Il ne fait pas bon être un cœur rebelle au royaume des boutiquiers. Paul-Marie Coûteaux appartient à cette engeance pour laquelle l’histoire, la géographie, la langue et la (grande) politique composent un lieu d’enracinement. Ce personnage attachant et exaspérant se pique d’une passion inaltérable pour la nation française, qu’il ne craint pas d’essentialiser en donnée « absolue ». Héritier indistinct de Clovis et du général de Gaulle, il lorgne tant du côté de Jean Bodin [1. Penseur du XVIe siècle, théoricien de la souveraineté de l’État moderne.] que de celui de Charles Maurras, ces deux maîtres de l’intelligence française au legs intellectuel évidemment contestable.
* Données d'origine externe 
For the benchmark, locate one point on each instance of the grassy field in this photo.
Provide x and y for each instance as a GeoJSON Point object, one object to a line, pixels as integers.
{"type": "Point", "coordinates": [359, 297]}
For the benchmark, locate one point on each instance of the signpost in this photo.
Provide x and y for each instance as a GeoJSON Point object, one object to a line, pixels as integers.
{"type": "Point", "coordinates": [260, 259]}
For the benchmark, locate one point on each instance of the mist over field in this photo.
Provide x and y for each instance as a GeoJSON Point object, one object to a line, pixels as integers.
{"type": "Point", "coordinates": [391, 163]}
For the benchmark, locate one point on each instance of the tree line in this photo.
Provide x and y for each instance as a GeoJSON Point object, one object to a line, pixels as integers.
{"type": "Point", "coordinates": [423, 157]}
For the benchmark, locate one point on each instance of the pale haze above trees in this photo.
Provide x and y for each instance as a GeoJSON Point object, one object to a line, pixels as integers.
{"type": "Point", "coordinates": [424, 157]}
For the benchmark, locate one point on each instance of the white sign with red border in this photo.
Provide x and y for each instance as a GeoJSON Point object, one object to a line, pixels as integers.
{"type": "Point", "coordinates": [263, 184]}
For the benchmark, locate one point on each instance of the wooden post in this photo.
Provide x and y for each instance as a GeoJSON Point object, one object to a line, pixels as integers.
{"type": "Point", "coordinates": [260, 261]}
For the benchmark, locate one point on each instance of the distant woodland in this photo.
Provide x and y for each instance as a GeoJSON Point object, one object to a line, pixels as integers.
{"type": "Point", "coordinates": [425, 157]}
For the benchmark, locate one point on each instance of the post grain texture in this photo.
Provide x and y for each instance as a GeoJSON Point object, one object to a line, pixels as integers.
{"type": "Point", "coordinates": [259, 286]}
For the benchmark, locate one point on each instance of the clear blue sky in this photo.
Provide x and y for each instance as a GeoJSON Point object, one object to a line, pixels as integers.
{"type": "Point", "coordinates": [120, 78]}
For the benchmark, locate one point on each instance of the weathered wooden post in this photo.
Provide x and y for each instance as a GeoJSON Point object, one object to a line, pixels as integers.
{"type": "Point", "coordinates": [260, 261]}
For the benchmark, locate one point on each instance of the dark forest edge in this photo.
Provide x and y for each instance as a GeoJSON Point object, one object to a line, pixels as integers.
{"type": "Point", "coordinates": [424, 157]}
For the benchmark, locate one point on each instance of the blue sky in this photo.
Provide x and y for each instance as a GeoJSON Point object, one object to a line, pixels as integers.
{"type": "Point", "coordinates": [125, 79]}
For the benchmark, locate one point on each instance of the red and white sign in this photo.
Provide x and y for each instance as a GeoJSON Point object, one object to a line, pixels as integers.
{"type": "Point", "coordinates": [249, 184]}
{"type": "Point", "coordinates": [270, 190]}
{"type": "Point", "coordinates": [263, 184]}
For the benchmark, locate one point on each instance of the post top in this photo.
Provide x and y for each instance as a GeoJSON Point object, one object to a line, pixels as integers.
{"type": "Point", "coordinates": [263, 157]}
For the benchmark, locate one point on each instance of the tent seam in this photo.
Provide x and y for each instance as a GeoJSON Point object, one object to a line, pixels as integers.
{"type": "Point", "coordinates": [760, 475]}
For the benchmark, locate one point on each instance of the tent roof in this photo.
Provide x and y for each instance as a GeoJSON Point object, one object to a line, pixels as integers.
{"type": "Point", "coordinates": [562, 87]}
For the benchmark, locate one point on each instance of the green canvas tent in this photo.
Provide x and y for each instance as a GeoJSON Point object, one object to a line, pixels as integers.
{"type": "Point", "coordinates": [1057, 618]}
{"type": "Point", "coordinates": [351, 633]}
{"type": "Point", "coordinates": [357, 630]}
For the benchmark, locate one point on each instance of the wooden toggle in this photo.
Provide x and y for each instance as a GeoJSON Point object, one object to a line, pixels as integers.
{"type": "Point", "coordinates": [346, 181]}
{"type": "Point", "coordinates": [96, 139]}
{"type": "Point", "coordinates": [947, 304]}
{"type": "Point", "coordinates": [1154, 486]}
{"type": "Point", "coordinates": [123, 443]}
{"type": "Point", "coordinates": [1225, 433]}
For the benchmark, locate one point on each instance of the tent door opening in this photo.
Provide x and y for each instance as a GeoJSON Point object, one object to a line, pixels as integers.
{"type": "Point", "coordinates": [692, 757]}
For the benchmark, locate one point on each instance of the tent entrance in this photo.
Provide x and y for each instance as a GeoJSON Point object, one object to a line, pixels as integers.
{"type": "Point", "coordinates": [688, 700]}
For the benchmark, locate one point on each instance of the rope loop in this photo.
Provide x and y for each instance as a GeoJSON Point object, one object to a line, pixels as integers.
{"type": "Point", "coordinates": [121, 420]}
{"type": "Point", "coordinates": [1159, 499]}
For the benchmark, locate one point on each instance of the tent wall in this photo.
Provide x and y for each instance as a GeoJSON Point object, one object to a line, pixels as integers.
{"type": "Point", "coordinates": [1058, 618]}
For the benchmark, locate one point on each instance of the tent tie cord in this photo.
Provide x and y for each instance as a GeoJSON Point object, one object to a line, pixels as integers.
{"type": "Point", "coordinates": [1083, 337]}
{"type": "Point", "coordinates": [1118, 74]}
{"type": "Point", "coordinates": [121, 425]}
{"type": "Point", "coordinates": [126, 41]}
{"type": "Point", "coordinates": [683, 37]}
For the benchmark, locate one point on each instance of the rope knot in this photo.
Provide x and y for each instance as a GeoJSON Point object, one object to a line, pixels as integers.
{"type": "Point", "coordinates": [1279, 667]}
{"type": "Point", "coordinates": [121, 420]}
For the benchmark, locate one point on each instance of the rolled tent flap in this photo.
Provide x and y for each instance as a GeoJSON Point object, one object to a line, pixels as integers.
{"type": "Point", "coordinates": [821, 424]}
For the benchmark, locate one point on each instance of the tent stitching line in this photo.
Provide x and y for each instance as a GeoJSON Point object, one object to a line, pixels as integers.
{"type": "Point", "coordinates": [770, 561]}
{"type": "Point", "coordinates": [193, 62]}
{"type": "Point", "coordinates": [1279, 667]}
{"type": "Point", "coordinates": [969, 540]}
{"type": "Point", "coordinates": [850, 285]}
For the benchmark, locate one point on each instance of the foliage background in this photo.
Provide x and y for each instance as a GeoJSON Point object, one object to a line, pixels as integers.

Militant socialiste dans les années 1970, électeur de François Mitterrand, collaborateur de son ministre gaulliste de gauche Michel Jobert (« anti-américain virulent »)[2. Ministre des Affaires étrangères de Pompidou, puis ministre du Commerce extérieur de François Mitterrand de 1981 à 1983.], Coûteaux a rejoint l’autre rive de la politique hexagonale après la dérive « SOS Racisme » de la gauche au pouvoir. C’est aux côtés de Séguin, Villiers et Chevènement – sa dernière incursion à gauche, le temps d’une campagne « des deux rives », en 2002 – qu’il fera ses armes, accumulant les désillusions au gré d’un itinéraire politique sinueux qui déroute le profane et fait penser aux corsi et ricorsi − aux tours et détours − de Vico[3. Giambattista Vico (1668-1744), philosophe italien, élabora une métaphysique et une théorie cyclique de l’histoire selon laquelle les sociétés humaines progressent à travers une série de phases allant de la barbarie à la civilisation pour retourner à la barbarie.], référence dont tous ses amis savent qu’elle lui est chère.[access capability= »lire_inedits »] La politique, Coûteaux la conçoit comme un dépassement civilisé de l’inimitié inhérente à la vie collective. Mais son crédo libéral doit moins au Léviathan hobbesien qu’à l’antienne maurrassienne « l’ordre en haut et les libertés en bas ». Pas de politique sans ennemi, répète inlassablement le gentilhomme souverainiste lecteur de Carl Schmitt[4. Publiciste allemand, notamment auteur de La Notion de politique, qui érige la distinction ami/ennemi en critère distinctif du politique.]. Et l’ennemi tout désigné s’appelle les États-Unis d’Amérique ! La thalassocratie bottée et le catéchisme droit-de-l’hommiste qui constituent une « doctrine Monroe » revisitée à l’échelle planétaire[5. « Doctrine Monroe » : principes de la diplomatie américaine énoncés en 1823 par le président républicain James Monroe, qui prônaient un non-interventionnisme réciproque entre l’Europe et les Etats-Unis et, de ce fait, définissait le continent américain comme une zone d’influence des Etats-Unis.] sont des idées universalistes devenues folles. Son anti-antiaméricanisme, Coûteaux l’assume et le célèbre avec la verve d’un Dominique de Roux célébrant « l’entreprise de subversion anticapitaliste mondiale » du de Gaulle du discours de Phnom Penh.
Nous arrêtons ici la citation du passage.